Colin Tatz, Director of the Centre for Comparative Genocide Studies at Sydney's Macquarie University, puts forward some interesting points on genocide.

    Australians understand only the stereotypical or traditional scenes of historical or present-day slaughter. For them, genocide connotes either the bulldozed corpses at Belsen or the serried rows of Cambodian skulls, the panga-wielding Hutu in pursuit of Tutsi victims or the ethnic cleansing in the former Yugoslavia.

    ...There are two ways of approaching the issue. One is to use the yardstick of the only extant international legal definition of genocide, namely Article II (a) to (e) of the United Nations Convention on the Prevention and Punishment of the Crime of Genocide of 1948:

      In the present Convention, genocide means any of the following acts committed with intent to destroy, in whole or in part, a national, ethnical, racial or religious group, as such:


        1. Killing members of the group;
        2. Causing serious bodily or mental harm to members of the group;
        3. Deliberately inflicting on the group conditions of life calculated to bring about its physical destruction in whole or in part;
        4. Imposing measures intended to prevent births within the group;
        5. Forcibly transferring children of the group to another group.

    ...Manne
    [Professor Robert Manne] believes, with Raimond Gaita, that genocide can be committed by non-murderous means, such as the biological assimilation of Aborigines.
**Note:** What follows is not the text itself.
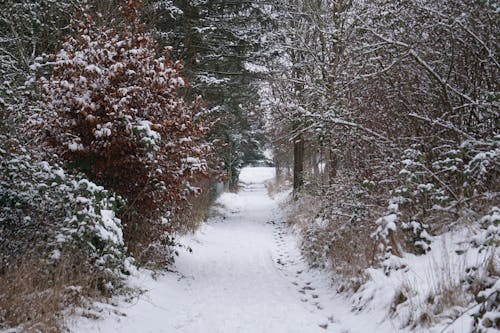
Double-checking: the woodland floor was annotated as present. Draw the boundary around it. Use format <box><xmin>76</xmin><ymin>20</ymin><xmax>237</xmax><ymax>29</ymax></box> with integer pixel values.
<box><xmin>68</xmin><ymin>168</ymin><xmax>414</xmax><ymax>333</ymax></box>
    ...The broadest view comes from the reputable scholar Henry Huttenbach: he defines genocide as "any act that puts the very existence of a group in jeopardy".

    ...Even so, we have to look to the philosophy inherent in the legal wording of Article II, namely, that genocide is the systematic attempt to destroy, by various means, a defined group's essential foundations.

    ...Raphael Lemkin was correct when, in 1944, he coined the word genocide to mean co-ordinated or systematic actions aimed at destroying a racial, ethnic or religious group's essential foundations.

    ...The National Inquiry [the "National Inquiry into the Separation of Aboriginal and Torres Strait Islander Children from their Families", established in May 1995] reported in April 1997. Of the 118 official investigations - judicial inquiries, parliamentary committee reports and royal commissions - into aspects of Aboriginal affairs this century, this is by far the starkest and strongest indictment, concluding that Australia has knowingly committed genocide through the forcible transfer of children, as a matter of official policy, not just yesteryear but as recently as the 1970s. A finding of genocide was presented: the essence of the crime, it was stated, was acting with the intention of destroying the group, not the extent to which that intention was achieved. The forcible removals were intended to "absorb", "merge", "assimilate" the children "so that Aborigines as a distinct group would disappear".

    ...Matthew Storey points out that "genocide does not require malice; it can be (misguidedly) committed 'in the interests' of a protected population". Gaita contends that "the concept of good intention cannot be relativised indefinitely to an agent's perception of it as good". If we could, he writes, then we must say that Nazi murderers had good, but radically benighted intentions, because most of them believed they had a sacred duty to the world to rid the planet of the race that polluted it.
    [70]

Various commentators have equated assimilation with genocide.

The United Nations Convention on the Prevention and Punishment of the Crime of Genocide would support that view:

    Deliberately inflicting on the group conditions of life calculated to bring about its physical destruction in whole or in part.